We estimated daily PM2.5 levels at each maternal residential address using a hybrid of land-use regression and satellite remote sensing, as previously described [24]. Briefly, the model (R2=0.88) uses a land-use regression model that includes spatial and temporal factors and satellite measurements of aerosol optical depth (AOD) on a 1 km grid and fits a daily calibration regression using ground-level PM2.5 measurements. Differences between grid cell AOD and measured PM2.5 are regressed against local land use features to generate estimates of local source (mostly automobile traffic) exposure on a finer scale (200 m × 200 m).
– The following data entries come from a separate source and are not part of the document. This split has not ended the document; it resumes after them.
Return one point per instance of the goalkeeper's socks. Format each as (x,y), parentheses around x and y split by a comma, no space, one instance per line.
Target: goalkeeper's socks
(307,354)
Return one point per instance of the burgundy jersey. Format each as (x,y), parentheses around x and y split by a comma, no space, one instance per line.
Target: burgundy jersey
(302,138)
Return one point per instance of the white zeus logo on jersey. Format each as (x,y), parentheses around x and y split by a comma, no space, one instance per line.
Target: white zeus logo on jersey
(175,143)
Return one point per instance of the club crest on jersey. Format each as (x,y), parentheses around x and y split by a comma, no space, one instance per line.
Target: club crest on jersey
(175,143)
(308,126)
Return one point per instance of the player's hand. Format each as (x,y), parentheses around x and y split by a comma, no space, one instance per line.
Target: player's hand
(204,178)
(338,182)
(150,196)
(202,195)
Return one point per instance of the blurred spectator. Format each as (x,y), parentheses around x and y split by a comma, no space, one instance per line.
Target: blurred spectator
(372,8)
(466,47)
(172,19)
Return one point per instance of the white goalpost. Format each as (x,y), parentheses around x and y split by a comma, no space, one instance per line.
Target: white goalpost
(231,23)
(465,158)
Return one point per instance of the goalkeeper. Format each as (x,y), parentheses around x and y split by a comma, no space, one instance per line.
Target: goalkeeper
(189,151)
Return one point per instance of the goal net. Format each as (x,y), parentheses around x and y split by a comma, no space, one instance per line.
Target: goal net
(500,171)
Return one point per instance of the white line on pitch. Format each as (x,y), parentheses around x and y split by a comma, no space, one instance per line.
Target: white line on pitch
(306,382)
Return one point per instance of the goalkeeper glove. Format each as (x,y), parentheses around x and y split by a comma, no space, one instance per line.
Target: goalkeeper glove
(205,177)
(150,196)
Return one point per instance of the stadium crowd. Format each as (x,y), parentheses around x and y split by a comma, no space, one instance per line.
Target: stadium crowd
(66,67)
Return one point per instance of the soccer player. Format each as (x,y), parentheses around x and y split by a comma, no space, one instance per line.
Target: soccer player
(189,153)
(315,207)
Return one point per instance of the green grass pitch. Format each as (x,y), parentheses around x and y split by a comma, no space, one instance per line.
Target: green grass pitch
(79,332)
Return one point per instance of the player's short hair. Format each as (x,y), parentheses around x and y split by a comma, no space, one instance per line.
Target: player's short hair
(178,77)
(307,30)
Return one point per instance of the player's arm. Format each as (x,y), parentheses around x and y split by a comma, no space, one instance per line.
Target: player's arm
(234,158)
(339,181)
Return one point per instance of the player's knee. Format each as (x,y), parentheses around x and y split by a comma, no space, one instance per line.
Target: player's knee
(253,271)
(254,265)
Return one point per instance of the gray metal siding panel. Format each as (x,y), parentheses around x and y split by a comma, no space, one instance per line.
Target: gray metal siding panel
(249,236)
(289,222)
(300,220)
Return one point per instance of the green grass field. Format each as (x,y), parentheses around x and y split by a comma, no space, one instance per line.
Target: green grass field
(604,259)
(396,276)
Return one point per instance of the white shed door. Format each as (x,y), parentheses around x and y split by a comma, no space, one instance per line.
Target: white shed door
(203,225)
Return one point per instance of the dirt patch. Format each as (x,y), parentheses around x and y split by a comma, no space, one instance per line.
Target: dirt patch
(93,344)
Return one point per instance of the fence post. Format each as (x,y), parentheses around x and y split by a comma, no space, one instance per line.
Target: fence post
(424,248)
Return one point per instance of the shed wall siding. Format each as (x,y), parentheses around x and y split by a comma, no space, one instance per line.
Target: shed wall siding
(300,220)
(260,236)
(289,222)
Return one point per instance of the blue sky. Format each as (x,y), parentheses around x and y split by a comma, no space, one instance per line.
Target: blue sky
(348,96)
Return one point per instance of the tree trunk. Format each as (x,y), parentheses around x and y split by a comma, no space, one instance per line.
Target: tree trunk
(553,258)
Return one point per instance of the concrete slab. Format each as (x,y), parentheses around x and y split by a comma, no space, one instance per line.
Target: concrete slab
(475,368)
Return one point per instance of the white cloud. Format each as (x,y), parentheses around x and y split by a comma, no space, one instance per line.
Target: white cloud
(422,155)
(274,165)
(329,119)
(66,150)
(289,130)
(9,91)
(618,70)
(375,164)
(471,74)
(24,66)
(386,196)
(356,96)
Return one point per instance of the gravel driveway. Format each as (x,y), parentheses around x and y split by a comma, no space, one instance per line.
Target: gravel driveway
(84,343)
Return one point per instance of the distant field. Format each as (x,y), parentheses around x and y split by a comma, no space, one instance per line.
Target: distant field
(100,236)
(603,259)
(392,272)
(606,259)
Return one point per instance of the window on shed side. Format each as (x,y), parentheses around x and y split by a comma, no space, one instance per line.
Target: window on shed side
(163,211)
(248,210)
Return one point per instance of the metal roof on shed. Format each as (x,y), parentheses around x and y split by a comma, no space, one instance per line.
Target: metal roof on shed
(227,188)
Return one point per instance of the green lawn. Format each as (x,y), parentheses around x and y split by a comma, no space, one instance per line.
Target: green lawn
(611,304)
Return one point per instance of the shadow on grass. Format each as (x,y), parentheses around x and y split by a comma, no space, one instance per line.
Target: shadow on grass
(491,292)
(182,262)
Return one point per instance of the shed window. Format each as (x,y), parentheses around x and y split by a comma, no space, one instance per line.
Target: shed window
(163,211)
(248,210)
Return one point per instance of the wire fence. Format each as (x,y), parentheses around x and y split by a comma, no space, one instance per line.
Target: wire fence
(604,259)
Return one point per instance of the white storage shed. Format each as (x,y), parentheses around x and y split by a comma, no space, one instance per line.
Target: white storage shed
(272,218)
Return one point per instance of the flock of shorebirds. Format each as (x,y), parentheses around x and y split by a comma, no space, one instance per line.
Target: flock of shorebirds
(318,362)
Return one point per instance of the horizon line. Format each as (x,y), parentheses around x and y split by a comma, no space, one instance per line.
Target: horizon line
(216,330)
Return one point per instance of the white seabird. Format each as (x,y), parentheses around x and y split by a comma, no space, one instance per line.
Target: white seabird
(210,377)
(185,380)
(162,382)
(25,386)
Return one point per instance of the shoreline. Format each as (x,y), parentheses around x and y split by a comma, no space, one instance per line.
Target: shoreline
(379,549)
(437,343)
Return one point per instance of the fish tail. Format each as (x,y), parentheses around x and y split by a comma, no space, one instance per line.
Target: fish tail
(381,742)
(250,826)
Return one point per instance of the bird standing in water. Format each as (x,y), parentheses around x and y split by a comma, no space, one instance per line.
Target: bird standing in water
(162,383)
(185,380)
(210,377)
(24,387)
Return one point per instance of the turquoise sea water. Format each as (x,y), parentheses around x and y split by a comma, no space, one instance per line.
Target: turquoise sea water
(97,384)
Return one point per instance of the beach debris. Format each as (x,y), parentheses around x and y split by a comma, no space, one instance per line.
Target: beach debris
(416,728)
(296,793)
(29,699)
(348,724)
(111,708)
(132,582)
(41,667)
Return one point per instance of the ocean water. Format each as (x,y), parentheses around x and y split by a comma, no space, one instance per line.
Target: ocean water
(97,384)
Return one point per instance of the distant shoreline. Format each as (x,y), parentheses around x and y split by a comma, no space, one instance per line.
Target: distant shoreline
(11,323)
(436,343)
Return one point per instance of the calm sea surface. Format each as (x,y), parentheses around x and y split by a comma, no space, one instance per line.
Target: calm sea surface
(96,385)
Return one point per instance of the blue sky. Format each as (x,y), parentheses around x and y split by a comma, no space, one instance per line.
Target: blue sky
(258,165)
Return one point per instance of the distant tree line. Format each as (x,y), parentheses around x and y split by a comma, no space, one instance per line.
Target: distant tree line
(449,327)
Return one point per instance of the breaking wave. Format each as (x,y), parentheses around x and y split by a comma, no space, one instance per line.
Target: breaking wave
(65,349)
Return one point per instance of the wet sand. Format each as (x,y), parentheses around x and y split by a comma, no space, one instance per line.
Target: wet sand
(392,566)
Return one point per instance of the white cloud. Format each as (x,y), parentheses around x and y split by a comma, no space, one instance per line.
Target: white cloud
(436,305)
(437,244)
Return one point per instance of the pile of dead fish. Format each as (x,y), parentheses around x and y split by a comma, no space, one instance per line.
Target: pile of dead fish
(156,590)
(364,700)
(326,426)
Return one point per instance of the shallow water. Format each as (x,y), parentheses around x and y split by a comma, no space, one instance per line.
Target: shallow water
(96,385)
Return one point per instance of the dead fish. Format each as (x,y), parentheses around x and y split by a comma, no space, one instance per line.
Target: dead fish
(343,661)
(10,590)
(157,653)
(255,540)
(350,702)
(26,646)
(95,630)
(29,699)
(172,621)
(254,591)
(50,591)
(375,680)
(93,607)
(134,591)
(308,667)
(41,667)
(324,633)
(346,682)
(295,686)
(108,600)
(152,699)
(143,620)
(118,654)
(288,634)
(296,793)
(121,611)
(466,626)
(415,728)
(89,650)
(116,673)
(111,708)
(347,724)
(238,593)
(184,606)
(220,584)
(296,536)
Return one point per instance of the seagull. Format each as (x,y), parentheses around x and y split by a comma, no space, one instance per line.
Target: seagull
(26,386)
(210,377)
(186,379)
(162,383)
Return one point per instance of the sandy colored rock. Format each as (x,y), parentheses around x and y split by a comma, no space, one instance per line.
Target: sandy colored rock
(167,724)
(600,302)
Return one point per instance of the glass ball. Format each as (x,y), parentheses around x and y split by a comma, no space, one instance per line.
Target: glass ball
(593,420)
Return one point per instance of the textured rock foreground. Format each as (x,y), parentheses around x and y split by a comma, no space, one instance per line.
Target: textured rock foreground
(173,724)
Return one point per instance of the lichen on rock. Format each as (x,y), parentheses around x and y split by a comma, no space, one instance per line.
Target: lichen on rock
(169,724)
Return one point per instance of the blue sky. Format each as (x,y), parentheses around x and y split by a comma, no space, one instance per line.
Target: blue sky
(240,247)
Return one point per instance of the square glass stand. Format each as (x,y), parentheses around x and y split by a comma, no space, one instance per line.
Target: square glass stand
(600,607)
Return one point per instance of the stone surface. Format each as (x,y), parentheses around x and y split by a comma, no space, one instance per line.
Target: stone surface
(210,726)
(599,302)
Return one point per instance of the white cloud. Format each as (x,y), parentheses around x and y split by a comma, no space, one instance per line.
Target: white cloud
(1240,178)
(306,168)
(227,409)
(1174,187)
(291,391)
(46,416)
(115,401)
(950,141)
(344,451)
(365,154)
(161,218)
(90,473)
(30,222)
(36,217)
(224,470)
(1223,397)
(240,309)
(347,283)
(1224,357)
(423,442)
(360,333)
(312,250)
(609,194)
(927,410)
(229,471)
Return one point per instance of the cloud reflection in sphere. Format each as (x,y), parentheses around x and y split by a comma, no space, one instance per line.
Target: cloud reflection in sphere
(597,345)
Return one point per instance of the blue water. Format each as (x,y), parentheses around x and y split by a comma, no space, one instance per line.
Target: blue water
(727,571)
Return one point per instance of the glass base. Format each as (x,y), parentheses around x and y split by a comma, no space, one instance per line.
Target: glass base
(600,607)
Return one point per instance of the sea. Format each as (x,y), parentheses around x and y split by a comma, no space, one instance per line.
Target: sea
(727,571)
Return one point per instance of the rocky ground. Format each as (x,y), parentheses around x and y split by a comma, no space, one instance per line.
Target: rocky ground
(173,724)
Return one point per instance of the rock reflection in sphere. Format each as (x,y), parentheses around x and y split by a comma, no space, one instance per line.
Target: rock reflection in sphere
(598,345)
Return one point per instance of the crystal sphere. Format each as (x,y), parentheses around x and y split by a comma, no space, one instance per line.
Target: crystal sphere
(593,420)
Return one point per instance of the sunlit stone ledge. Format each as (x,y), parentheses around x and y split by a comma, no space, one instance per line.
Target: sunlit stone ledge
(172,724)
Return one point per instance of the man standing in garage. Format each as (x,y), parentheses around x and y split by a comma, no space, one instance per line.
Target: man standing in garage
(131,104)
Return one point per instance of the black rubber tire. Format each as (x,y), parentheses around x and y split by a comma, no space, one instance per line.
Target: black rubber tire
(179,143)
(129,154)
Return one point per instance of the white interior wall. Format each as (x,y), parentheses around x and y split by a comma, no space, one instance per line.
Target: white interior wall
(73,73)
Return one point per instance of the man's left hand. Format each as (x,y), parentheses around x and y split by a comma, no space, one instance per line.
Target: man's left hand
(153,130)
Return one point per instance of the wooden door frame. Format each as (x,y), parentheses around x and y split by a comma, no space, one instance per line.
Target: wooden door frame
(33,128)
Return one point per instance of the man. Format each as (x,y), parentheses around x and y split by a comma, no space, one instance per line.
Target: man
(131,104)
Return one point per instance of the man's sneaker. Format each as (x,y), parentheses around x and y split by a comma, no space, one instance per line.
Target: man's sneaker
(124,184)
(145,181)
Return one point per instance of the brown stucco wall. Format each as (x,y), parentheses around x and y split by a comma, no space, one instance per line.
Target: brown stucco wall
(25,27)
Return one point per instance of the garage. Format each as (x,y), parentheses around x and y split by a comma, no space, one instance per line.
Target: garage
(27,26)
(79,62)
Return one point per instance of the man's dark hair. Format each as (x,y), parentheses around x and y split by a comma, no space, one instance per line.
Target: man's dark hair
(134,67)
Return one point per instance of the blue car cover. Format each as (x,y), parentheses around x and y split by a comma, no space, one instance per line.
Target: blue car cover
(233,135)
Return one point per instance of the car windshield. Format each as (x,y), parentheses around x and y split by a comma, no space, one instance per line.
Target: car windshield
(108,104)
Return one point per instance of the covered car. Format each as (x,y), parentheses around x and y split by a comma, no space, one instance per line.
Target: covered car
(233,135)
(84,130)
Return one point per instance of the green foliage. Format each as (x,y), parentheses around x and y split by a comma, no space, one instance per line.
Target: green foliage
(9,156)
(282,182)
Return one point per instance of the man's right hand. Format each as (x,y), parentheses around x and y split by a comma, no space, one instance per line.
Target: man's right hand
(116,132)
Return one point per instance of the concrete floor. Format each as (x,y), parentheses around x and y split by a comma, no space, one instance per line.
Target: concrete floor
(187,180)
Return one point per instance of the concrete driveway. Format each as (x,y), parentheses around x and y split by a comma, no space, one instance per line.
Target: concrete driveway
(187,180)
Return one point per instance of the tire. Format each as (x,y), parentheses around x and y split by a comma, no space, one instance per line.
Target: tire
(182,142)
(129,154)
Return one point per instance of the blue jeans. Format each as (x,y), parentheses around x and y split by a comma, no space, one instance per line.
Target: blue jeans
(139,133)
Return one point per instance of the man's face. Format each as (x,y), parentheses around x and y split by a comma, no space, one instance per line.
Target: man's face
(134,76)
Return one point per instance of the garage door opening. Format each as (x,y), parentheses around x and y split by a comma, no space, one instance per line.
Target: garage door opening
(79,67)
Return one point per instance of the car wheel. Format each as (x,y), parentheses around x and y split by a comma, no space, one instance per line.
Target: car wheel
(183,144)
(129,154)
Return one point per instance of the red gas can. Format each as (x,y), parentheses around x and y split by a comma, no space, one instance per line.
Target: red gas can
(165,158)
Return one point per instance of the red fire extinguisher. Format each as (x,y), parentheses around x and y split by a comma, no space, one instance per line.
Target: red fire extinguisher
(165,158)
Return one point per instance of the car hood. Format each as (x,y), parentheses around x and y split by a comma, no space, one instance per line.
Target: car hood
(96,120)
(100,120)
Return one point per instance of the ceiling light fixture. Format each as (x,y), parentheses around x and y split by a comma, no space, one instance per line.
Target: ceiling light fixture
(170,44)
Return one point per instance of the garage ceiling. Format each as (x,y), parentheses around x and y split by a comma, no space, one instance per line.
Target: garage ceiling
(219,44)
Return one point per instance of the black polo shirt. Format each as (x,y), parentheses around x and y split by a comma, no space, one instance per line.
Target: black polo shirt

We also examined BC as a marker of traffic-related air pollution. We estimated daily BC levels at each address using an extended version of a validated spatial-temporal land-use regression model [25]. Briefly, this model incorporates daily average BC measurements from five RI monitors, meteorological data from nearly 2 dozen local weather stations, land use data, latitude and longitude, daily meteorological factors, and interaction terms between land use and daily meteorological factors. The model performed well in cold (November – April) and warm (May – October) seasons (10 fold cross-validated R2 of 0.73 and 0.75, respectively).

To facilitate comparison with previous studies, we also obtained daily PM2.5 and BC measurements from stationary monitors operated by the RI Department of Environmental Management. We obtained PM2.5 data from six monitors in Providence County and BC data from two monitors in Providence and East Providence, RI and calculated daily averages of each pollutant.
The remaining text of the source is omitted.